Configuration spaces of tori

Abstract

The $n$-point configuration spaces ${\mathcal E}^n({\mathbb T}^2)=\{(q_1,...,q_n) \in ({\mathbb T}^2)^n\,|\ q_i\ne q_j \ \forall\,i\ne j\}$ and ${\mathcal C}^n({\mathbb T}^2) =\{Q\subset {\mathbb T}^2\,|\ \#Q=n\}$ of a complex torus ${\mathbb T}^2$ are complex manifolds. We prove that for $n>4$ any holomorphic self-map $F$ of ${\mathcal C}^n({\mathbb T}^2)$ either carries the whole of ${\mathcal C}^n({\mathbb T}^2)$ into an orbit of the diagonal $\Aut({\mathbb T}^2)$ action in ${\mathcal C}^n({\mathbb T}^2)$ or is of the form $F(Q)=T(Q)Q$, where $T\colon{\mathcal C}^n({\mathbb T}^2)\to\Aut({\mathbb T}^2)$ is a holomorphic map.
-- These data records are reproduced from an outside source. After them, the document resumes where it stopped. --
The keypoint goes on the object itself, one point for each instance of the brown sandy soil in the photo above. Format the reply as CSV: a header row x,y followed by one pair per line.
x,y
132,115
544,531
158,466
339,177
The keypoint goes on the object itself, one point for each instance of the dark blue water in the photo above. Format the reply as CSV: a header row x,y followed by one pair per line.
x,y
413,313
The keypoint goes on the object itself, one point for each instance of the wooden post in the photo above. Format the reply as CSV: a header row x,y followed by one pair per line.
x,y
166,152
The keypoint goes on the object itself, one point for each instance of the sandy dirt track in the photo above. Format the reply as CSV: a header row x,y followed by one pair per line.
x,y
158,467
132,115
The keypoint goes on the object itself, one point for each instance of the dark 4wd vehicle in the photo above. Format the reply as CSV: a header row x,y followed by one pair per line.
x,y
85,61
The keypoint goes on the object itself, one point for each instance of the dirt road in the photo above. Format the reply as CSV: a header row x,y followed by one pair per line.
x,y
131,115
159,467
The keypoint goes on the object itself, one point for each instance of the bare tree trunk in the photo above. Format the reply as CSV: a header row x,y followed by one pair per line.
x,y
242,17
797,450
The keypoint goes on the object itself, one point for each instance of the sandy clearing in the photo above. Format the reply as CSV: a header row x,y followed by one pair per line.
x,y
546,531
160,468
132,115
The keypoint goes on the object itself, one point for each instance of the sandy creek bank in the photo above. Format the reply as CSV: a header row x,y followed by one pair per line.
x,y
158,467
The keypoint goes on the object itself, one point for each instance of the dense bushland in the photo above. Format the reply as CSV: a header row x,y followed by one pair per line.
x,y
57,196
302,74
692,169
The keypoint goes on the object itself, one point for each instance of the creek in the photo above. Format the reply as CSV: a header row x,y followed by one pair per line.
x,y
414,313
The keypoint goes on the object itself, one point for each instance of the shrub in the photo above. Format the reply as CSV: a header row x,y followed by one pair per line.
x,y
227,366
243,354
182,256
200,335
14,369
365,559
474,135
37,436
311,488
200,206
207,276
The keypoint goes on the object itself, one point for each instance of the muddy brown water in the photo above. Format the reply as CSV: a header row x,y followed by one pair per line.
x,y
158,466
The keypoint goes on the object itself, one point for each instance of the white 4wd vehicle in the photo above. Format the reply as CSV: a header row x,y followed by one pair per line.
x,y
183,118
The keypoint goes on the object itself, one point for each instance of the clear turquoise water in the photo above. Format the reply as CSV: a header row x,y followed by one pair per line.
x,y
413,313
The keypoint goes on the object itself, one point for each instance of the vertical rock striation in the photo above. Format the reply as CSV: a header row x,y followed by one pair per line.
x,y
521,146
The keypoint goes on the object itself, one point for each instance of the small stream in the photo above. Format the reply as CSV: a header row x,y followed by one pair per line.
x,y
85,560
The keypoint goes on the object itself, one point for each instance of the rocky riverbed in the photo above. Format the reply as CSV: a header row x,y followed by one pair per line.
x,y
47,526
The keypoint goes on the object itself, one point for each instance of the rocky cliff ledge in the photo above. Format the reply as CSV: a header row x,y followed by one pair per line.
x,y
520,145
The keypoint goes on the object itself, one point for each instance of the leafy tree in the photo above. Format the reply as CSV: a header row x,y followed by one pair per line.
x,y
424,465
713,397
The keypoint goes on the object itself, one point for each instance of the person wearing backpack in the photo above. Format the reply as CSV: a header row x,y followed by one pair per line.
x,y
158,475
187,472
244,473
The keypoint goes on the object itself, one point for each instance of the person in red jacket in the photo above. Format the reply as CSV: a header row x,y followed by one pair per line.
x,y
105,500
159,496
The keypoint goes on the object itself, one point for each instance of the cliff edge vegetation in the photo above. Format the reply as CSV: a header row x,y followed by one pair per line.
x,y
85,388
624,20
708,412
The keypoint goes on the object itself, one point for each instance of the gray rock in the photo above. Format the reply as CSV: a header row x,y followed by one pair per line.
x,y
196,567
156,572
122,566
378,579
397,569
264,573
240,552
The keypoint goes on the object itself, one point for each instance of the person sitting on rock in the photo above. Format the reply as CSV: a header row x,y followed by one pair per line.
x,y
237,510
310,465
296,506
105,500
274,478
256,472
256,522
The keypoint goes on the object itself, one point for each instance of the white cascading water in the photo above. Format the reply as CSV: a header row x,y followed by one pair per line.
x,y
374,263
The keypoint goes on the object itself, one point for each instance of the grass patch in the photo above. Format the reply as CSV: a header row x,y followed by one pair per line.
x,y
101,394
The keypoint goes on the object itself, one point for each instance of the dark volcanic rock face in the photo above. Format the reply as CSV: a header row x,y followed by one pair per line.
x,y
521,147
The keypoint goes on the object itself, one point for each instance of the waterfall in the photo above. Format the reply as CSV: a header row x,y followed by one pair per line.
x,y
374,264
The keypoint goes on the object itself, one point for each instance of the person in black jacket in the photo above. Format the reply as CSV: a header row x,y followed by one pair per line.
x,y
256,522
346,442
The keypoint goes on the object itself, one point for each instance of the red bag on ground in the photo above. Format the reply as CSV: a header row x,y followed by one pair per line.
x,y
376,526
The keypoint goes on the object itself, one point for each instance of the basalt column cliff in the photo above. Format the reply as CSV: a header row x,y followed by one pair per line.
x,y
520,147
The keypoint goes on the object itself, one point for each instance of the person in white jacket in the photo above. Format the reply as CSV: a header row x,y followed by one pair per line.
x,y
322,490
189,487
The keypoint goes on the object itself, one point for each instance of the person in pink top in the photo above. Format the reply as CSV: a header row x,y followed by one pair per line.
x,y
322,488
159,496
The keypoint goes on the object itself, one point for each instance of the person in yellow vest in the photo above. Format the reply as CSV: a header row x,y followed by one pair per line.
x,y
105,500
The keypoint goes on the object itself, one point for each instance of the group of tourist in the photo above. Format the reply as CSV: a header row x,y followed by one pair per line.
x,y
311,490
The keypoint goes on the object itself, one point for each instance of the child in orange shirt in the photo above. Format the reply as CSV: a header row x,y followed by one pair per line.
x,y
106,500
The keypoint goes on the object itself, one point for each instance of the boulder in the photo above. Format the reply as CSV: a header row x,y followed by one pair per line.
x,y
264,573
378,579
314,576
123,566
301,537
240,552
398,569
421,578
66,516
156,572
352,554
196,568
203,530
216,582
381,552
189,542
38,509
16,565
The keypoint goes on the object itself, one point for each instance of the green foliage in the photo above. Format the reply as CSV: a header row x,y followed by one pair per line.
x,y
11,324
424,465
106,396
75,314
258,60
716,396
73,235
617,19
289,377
We also prove that for $n>4$ any endomorphism of the torus braid group $B_n({\mathbb T}^2)=\pi_1({\mathcal C}^n({\mathbb T}^2))$ with a non-abelian image preserves the pure torus braid group $P_n({\mathbb T}^2) =\pi_1({\mathcal E}^n({\mathbb T}^2))$.